Nella tradizione ebraica la casa costituisce uno spazio privilegiato in cui crescere alla luce della fede, in cui testimoniare la fede e in cui celebrare la memoria della salvezza operata da Dio. Casa è luogo in cui vivere e celebrare l’opera di liberazione compiuta da JHWH (Es 12; Gs 2; 1Re17). Gesù ha realizzato la sua missione messianica non solo nelle strade, nelle sinagoghe, nel tempio ma anche nelle case. Il Vangelo si inserisce nella storia a partire dalle case: la casa di Nazareth, dove Gesù cresce; le case in cui Gesù si rivela e in cui istruisce i discepoli (Mc 3,20; 4,33-34; 7,17.30; 9,28; Mt 13,36), in cui è accolto in amicizia e condivide la parola (Lc 10,38-42: Marta e Maria; Lc 19,1-10: Zaccheo), in cui compie guarigioni (Mc 1,29-31; Mc 2,1-5); le case dove vengono inviati i suoi discepoli (Mt 10,13-14); le case che sono luogo di banchetti, segni primi del Regno di Dio, fino alla stessa ultima cena con i discepoli (Lc 7,36-50; Mc 14,14.15). La prima comunità cristiana ha riconosciuto nella casa uno spazio dello Spirito, un luogo di evangelizzazione (At 5,42; 10,1-47; 20,20) e di celebrazione (At 2,46; 12,12-17). È chiesa presso la casa, di Priscilla e Aquila (a Efeso: 1Cor 16,19; a Roma: Rom 16,5), di Ninfa (a Laodicea: Col 4,15); di Lidia (a Filippi: At 16,15), di Cloe (1Cor 1,11) e Stefana (1Cor 1,16; 16,15): Non è solo “in” casa (in greco la preposizione è katà, non en), come luogo di ritrovo, ma è il gruppo umano (nell’antichità più ampio delle nostre famiglie, includeva i parenti, schiavi, liberti, salariati, talora soci e collaboratori).

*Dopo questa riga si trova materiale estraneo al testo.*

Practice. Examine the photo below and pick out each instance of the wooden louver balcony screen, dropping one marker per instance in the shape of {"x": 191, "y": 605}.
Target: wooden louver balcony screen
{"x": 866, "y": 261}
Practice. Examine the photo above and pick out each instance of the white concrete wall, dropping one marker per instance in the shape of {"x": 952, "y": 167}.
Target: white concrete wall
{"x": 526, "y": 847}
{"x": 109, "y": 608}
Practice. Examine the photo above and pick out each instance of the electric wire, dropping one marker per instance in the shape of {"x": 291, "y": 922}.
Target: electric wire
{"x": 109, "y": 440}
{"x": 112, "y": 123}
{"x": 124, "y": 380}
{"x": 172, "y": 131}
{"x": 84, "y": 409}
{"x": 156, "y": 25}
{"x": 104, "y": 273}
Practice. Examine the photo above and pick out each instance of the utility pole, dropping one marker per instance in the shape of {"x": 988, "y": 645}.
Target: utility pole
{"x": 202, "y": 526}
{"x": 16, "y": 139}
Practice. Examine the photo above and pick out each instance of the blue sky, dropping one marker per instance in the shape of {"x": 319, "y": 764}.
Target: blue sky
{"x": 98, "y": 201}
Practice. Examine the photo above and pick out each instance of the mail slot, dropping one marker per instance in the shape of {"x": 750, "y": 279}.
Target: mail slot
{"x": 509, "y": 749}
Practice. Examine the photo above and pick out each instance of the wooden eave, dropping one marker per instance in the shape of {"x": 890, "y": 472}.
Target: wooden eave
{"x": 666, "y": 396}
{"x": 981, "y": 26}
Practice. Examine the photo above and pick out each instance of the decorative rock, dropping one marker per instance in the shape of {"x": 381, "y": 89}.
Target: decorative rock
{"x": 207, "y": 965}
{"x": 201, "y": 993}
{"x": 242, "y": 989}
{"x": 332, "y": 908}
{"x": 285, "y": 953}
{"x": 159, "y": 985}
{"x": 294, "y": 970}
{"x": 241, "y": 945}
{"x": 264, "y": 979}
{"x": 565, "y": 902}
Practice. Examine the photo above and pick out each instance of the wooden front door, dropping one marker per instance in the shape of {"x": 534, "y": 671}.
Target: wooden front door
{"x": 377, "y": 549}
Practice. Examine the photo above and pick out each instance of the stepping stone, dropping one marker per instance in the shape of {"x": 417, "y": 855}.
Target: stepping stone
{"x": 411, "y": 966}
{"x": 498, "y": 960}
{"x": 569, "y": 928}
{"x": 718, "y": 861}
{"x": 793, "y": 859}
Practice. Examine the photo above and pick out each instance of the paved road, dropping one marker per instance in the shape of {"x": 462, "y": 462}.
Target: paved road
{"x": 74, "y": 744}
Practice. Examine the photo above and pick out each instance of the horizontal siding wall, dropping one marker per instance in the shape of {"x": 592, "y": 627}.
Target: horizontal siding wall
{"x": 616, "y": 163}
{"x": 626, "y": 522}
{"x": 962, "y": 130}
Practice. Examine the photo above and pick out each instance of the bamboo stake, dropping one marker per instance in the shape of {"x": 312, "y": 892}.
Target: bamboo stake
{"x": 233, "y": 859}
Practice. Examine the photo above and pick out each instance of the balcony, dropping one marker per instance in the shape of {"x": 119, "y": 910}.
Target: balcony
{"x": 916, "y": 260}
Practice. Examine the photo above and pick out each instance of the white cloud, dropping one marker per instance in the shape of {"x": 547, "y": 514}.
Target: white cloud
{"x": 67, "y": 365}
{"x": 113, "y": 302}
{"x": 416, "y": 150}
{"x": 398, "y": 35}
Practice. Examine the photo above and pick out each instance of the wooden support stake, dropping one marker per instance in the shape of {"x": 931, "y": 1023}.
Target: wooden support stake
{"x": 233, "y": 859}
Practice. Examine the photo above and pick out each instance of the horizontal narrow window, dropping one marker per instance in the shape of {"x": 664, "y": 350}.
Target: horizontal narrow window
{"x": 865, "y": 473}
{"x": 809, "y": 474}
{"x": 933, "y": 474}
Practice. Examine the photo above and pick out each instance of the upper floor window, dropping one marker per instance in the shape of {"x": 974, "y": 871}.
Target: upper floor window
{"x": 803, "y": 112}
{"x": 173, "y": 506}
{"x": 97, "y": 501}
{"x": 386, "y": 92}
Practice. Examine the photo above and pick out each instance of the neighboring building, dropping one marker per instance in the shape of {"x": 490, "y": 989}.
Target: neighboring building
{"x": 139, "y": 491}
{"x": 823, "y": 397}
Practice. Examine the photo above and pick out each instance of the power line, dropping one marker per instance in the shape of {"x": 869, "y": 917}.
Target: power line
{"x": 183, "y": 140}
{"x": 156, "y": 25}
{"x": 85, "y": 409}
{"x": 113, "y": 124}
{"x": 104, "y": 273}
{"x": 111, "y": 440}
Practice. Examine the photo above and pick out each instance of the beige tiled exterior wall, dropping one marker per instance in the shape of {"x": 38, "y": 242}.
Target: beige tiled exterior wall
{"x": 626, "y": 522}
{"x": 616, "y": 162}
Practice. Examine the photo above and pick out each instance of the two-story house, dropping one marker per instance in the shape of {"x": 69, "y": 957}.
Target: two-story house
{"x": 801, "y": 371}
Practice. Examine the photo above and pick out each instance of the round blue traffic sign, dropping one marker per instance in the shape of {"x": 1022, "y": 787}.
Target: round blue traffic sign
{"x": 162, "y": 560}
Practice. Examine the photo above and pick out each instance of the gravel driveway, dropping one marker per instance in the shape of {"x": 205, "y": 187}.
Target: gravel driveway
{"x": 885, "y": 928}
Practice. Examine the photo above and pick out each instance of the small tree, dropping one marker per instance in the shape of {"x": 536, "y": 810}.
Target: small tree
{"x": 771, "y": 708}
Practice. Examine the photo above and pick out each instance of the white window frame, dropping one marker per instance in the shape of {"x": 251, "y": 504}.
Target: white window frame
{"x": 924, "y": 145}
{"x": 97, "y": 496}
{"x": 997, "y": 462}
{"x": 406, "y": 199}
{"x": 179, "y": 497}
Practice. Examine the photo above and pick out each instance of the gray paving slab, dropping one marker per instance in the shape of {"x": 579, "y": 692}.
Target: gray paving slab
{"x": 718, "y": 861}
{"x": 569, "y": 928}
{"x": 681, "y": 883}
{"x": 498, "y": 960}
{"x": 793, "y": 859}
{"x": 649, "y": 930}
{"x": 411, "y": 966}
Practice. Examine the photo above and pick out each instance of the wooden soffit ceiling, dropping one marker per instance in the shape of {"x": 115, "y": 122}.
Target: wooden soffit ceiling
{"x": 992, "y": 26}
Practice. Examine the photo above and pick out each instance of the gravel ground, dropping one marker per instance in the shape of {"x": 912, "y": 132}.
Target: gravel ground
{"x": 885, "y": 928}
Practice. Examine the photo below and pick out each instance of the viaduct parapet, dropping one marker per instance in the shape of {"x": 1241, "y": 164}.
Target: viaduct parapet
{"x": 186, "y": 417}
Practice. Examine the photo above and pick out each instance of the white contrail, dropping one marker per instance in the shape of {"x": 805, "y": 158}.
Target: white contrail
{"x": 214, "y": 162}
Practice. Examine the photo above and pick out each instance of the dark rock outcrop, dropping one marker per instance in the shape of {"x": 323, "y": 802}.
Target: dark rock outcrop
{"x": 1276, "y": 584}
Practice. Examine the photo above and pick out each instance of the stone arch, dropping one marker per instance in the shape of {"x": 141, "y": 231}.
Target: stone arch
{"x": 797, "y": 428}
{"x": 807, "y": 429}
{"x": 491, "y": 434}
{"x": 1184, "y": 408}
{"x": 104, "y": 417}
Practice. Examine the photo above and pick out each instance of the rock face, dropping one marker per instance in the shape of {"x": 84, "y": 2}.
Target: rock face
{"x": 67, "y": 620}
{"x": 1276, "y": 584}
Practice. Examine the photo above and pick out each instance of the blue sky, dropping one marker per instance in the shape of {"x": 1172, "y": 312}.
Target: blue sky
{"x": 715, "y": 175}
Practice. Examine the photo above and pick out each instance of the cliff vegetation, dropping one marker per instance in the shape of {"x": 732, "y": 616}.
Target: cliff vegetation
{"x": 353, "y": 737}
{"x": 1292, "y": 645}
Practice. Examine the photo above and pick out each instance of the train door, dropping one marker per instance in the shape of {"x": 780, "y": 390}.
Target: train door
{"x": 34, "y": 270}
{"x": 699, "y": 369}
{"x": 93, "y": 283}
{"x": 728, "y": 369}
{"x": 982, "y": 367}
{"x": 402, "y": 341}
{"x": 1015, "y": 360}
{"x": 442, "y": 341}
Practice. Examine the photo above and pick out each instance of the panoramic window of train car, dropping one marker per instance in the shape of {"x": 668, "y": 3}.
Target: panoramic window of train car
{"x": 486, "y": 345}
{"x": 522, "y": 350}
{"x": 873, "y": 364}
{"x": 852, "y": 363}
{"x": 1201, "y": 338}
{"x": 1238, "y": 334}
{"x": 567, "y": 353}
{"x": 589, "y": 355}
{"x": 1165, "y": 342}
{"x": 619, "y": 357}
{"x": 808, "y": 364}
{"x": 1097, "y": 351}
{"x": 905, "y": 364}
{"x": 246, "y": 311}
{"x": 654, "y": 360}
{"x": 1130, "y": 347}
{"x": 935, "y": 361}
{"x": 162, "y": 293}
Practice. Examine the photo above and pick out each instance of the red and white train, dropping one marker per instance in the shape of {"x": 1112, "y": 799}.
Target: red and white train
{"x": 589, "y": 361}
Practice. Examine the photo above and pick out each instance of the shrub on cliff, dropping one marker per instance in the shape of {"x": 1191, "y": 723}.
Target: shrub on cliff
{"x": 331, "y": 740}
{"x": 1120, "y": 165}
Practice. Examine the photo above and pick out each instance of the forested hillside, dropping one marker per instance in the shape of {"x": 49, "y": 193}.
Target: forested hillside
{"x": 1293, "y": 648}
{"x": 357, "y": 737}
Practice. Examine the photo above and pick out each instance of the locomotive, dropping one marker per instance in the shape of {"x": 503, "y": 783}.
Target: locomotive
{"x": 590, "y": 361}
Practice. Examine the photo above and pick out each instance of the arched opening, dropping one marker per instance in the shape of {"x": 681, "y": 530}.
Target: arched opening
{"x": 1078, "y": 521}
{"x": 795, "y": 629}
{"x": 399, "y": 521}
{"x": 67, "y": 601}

La casa è prima di tutto luogo degli affetti, delle relazioni, in cui veniamo generati alla vita (casa natale) e in cui sperimentiamo sicurezza e identità, in cui ci sono dati legami forti e in cui veniamo educati al vivere. Lungi da idealizzarla, la casa è anche luogo di tensioni, di conflitti, talora gravi (che sfociano in violenze psicologiche e fisiche), ma anche luogo di riconciliazioni. Uno spazio che avvertiamo “nostro” e che definisce, in ogni caso, la nostra identità e il nostro riconoscimento. Parla di noi, ci parla.

La nostra casa è luogo primo oggi dove la Parola del Dio della vita risuona, portatrice di speranza e significato autentico, e spazio di celebrazione. Qui e ora, con immediatezza mai sperimentata, veniamo portati a riscoprire il fatto che per Gesù e per i cristiani non ci sono luoghi sacri e luoghi profani, tempi sacri e tempi profani, azioni sacre e azioni profane, persone consacrate e persone che non lo sarebbero: tutto è alla presenza della santità di amore di Dio il Vivente. Parole in/audite sgorgheranno in questo tempo e con parole nuove canteremo a Dio la nostra fatica, il nostro dolore, la nostra speranza, il nostro desiderio.